CEO do Grupo Clara Resorts
Publicado em 2 de maio de 2024 às 11h13.
É mais que usual ficarmos extasiados ao visitar lugares pela primeira vez. Ainda mais quando dita modas mundo afora. Mas nas visitas sucessivas, porém, o entusiasmo se esvai. É quando começamos a exercer um olhar mais crítico com o que nos é oferecido. Este é o caso do Salone del Mobile, a meca de móveis audaciosos e local de peregrinação de, ao menos uma vez na vida, arquitetos, designers, decoradores e traders. E também de empresários de hotelaria, como esta que vos escreve.
O evento em abril faz de Milão a capital internacional dos móveis. Finita a edição 2024, é aberta a temporada de resenhas de especialistas sobre as tendências trazidas neste ano. Uma das mais esperadas é a da “Architectural Digest”, uma espécie de “bíblia” para tantos profissionais, e nela o que são modas tornam-se 10 mandamentos a serem seguidos por todos eles – até o próximo Salone, é claro.
A “tábua da lei” desta edição elenca a magia do vidro e do cristal, a maciez total, a volta da cor bordô, o furor nostálgico do Art Déco, as flores de vidro, a pintura brilhante, o couro cintilante, o uso de metais pesados e rústicos, o "orange is the new black" e a eterna beleza do mármore. Mas na era da modernidade líquida, como prega Zygmunt Bauman, mesmo os “mandamentos bíblicos” costumam ser falíveis, frágeis, fugazes e maleáveis. Claro que devemos levá-los em consideração, porém o livre arbítrio é mais que recomendável. Nem tudo que é apresentado como tendência vai se consolidar como prática. Afinal, é o hábito que faz o monge.

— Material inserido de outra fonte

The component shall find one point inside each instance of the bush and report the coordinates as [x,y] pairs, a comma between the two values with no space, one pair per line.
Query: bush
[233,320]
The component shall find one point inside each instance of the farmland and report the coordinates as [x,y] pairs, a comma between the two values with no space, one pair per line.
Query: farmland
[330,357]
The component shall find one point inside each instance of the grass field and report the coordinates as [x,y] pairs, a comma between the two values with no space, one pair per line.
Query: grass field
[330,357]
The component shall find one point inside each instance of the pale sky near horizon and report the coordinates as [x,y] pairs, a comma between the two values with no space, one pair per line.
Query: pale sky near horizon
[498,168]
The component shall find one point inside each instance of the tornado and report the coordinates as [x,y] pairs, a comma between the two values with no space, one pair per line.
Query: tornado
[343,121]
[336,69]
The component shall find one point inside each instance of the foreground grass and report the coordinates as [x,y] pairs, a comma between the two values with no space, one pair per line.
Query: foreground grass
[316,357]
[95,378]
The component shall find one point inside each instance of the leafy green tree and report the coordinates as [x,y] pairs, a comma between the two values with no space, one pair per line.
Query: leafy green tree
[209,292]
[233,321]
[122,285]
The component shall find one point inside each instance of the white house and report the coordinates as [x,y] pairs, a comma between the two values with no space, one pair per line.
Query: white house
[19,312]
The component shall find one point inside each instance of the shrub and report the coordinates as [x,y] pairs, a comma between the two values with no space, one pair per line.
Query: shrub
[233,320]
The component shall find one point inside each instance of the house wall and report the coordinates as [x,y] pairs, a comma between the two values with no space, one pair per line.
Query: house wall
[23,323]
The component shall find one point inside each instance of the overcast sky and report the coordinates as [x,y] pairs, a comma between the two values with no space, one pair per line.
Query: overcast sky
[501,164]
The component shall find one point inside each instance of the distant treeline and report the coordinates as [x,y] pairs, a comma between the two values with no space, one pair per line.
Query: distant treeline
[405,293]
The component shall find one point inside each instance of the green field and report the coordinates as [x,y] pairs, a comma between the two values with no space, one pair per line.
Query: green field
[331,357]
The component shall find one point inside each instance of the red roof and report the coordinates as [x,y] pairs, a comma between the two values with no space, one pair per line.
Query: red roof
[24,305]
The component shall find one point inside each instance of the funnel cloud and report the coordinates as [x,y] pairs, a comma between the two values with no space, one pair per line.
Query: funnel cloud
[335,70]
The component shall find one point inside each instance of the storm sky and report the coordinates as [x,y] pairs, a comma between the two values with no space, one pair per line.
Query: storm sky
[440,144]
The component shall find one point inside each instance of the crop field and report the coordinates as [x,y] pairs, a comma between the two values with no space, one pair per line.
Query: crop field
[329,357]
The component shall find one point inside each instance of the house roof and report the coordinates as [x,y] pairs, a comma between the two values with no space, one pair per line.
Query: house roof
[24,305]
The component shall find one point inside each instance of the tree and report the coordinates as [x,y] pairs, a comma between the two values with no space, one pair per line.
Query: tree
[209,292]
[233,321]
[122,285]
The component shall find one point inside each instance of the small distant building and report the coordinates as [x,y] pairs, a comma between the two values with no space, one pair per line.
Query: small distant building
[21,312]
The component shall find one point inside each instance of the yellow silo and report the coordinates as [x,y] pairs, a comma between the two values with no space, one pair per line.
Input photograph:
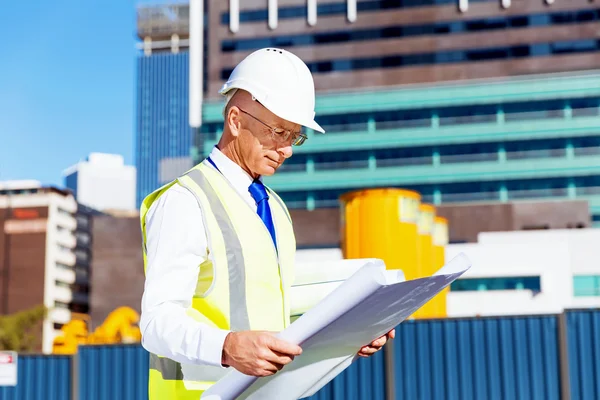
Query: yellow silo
[425,251]
[382,223]
[440,240]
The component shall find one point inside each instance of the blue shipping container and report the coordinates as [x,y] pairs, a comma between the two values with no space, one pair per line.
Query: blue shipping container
[113,372]
[489,358]
[40,377]
[364,379]
[583,341]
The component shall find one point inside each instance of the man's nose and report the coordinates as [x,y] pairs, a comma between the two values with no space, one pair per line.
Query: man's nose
[286,150]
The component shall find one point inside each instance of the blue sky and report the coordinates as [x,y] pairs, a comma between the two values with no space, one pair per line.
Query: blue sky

E não é por acaso: creio que o mobiliário é uma roupa de casa, usada por todos, não somente por uma pessoa e com seu gosto mais que personalizado. Nela, todos têm de se sentir à vontade. Este é o primeiro limite do que é simplesmente uma moda em mobiliário: se não for confortável e agradar a muitos, o que seria uma onda de surfista vira uma marolinha, um breve registro da audácia de um criador – neste caso, o designer de móveis – que “morreu na praia”.

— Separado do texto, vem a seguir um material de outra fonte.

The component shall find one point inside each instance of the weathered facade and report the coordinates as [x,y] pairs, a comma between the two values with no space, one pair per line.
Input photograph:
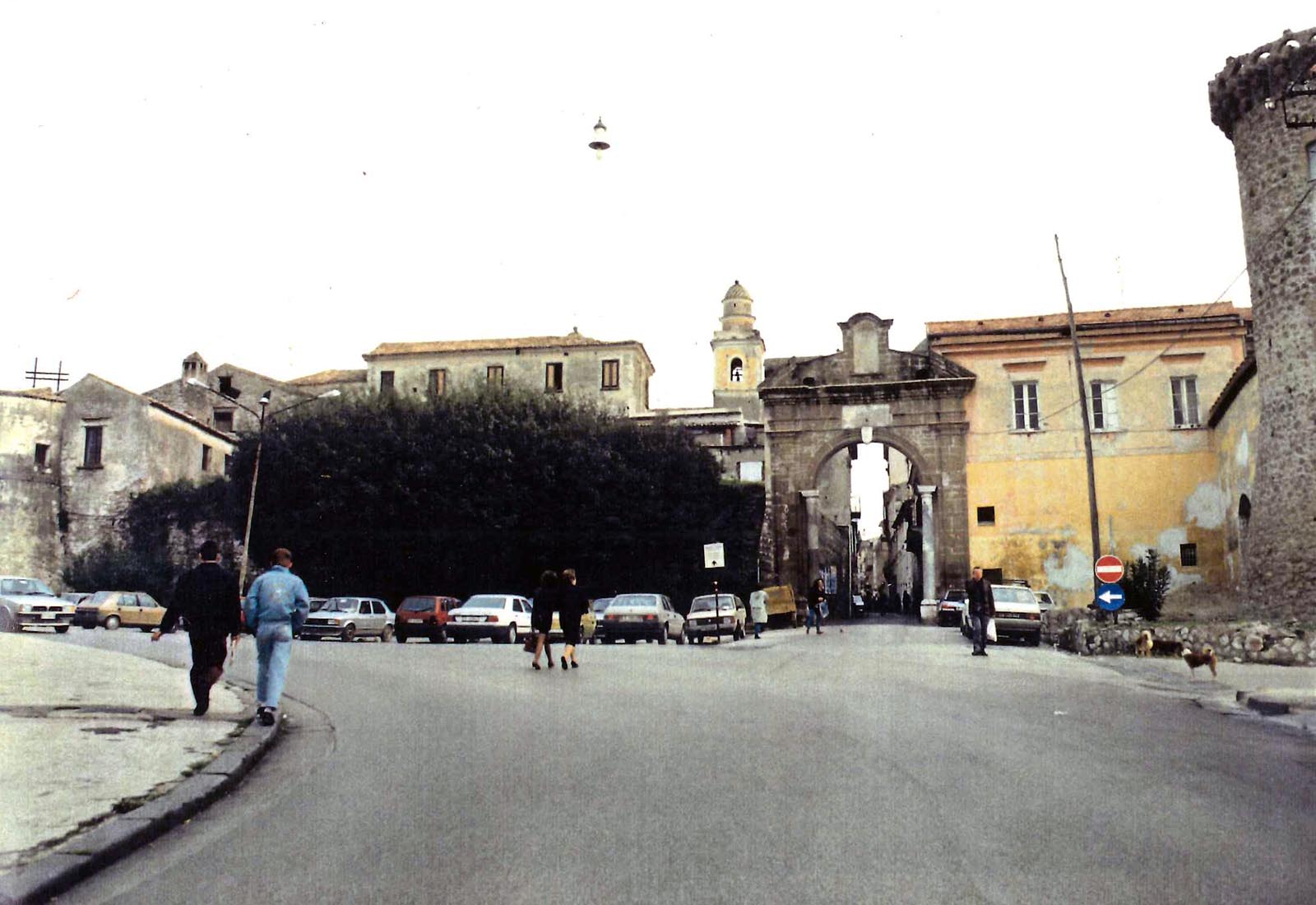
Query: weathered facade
[118,443]
[1151,374]
[30,432]
[229,397]
[614,374]
[818,408]
[1265,101]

Sou cautelosa e mais econômica que a “Architectural Digest”. Por isso, apontarei três tendências que me chamaram a atenção.
A primeira delas é que as grandes marcas de “furniture” ficaram mais criteriosas na seleção de quem poderia ver a totalidade de suas criações no Salone. Em alguns estandes, somente eram permitidas pessoas cadastradas com antecedência, em especial os traders, para evitar principalmente a pirataria de cópias baratas de móveis na casa de milhares de euros, como já acontece com a Semana da Moda, também em Milão, em que inteiras coleções são replicadas a baixo custo pela implacável indústria de “fast fashion” dias após os desfiles.
E por falar em moda, as grifes estão cada vez mais investindo em mobiliário, a segunda tendência que destaco. Fazendo a junção do design acurado ao acabamento impecável dos tecidos e outros materiais, Armani, Louis Vuitton, Loro Piana, Hermès e Dior desfilaram no chamado circuito Fuorisalone (“fora do Salone”) móveis e artigos para a casa. E também Dolce & Gabbana: a grife da dupla siciliana, inclusive, mantém em Marbella, na Espanha, um beach club chamado La Cabane, e nele há uma boutique incrível com peças de vestuário e também de itens para casa nas quais se sobressaem as cores e brilhos do mediterrâneo.
A terceira tendência é o reaproveitamento de materiais. Propagandeado com o conceito “materia natura” pelos fornecedores Fuorisalone, a tônica é um maior compromisso com o meio ambiente. Um dos itens era um impressionante lustre gigante, da Edra, que todos – inclusive eu – juravam ser de vidro de Murano, mas era de plástico reciclado. Mas é perceptível que os materiais de reuso são ainda um tema tabu em mobiliário, principalmente entre os criadores de móveis assinados exibidos no Salone. Isso me faz questionar se, um dia, o mercado de alto luxo vai abraçar 100% a reciclagem de materiais tanto em móveis quanto em vestuário e acessórios. A ver.
A pergunta que vocês devem estar fazendo é: “Taiza, você vai comprar algum mobiliário exibido em Milão para o Clara Resort, em Inhotim? Devo ser sincera: neste momento, com as taxas brasileiras de importação e desvalorização do Real, é inviável colocar móveis de design italiano em um hotel. Fica sempre a inspiração. Mas quer algo mais italiano que, simplesmente, contemplar o belo? É por isso que vou ao Salone e ao circuito fora dele. O belo está aí, para ser admirado – e faz bem à alma.